3 to CHF 9.80 million (CHF 8.15 million), the division attained a new record level. The same goes for the EBIT margin of 11.0% (10.3%). The positive sales and earnings trend can be attributed in particular to the launch of innovative products and product innovations in the automotive sector. In addition, the division managed to largely integrate the higher cost of materials, which is due above all to higher steel prices, into the final sales prices.

STI Surface Technologies International Holding AG, which was acquired retrospectively on 1 January 2007, forms the new Surface Technology division. It benefited from the sustained boom in mechanical engineering and plant engineering and construction, getting off to a flying start as the Group’s fifth division. The increase in revenue, which was achieved solely via organic growth, came to 15.7%, with sales rising to CHF 49.18 million (CHF 42.50 million). Although the amortisation of intangible assets acquired also encumbers the income statement in this instance, the Surface Technology division managed to achieve EBIT of 7.8% measured by net sales. In the first six months of STI | Hartchrom being part of AFG, it was already clearly higher than the Group’s average operating profit as expected.
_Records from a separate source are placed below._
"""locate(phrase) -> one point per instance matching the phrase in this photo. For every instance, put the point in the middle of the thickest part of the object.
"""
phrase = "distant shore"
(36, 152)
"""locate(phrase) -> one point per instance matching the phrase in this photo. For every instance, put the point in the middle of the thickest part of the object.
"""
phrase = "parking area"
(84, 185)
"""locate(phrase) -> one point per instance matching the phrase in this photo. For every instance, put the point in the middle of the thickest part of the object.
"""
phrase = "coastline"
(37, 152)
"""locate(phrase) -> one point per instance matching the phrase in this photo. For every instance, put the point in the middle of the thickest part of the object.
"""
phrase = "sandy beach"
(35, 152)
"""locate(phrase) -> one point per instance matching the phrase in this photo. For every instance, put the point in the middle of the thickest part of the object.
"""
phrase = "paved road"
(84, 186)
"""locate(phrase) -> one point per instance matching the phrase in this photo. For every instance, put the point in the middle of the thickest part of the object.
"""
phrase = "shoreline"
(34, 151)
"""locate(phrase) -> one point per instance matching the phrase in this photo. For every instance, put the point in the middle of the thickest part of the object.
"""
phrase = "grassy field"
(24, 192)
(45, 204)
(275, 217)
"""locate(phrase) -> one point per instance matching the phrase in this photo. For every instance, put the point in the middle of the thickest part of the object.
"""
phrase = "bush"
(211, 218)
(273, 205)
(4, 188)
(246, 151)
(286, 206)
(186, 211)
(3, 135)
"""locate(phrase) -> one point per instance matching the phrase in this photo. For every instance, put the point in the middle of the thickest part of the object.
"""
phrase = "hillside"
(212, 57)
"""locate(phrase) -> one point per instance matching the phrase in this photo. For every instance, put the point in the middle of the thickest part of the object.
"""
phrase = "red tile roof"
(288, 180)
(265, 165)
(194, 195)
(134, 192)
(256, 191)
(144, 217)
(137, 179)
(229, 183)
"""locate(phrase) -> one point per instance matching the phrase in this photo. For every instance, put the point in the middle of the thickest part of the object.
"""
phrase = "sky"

Sound balance sheet structures The takeovers of STI | Hartchrom and RWD Schlatter AG in the first quarter of this year led to significant changes in both assets and liabilities and to an increase in total assets by 27.2% to CHF 1,346.7 million. A doubling in the value of goodwill to CHF 85.8 million (CHF 41.3 million as per 31.12.2006) is likewise a result of these acquisitions. Shareholders’ equity at AFG increased to CHF 500.1 million thanks to an increase in capital at the beginning of May 2007 (CHF 376.5 million as per 31.12.2006). The shareholder equity ratio therefore represents a much better 37.1% as per 30.06.2007 (31.6% as per 30.06.2006). Confident outlook On the strength of the favourable market conditions that are expected to continue, AFG Arbonia-Forster-Holding AG anticipates achieving consolidated total sales of over CHF 1.4 billion this year as forecast and an operating profit of over CHF 100 million despite greater competitive pressure. We expect the shareholder equity ratio to be above 40% by the end of 2007 and therefore expect to achieve one of the balance sheet benchmarks defined earlier.

According to Edgar Oehler, the company has no plans for larger acquisitions in the short term: “We will however also take advantage of any opportunities that present themselves in future in order to round off our existing portfolio of products and services. In addition, we are working hard on strengthening our activities outside the two domestic markets of Switzerland and Germany in order to achieve a 50:50 split in the medium term between the two domestic markets and all other markets.” To secure 4
the flexibility to finance further acquisitive and organic growth, AFG also intends to take up a syndicate loan in the second half of 2007.

AFG Arbonia-Forster-Holding AG will finally move into its new headquarters in November this year. The AFG Corporate Center is currently being built in Arbon (Canton Thurgau). “It reflects our belief in AFG’s successful future”, says Edgar Oehler.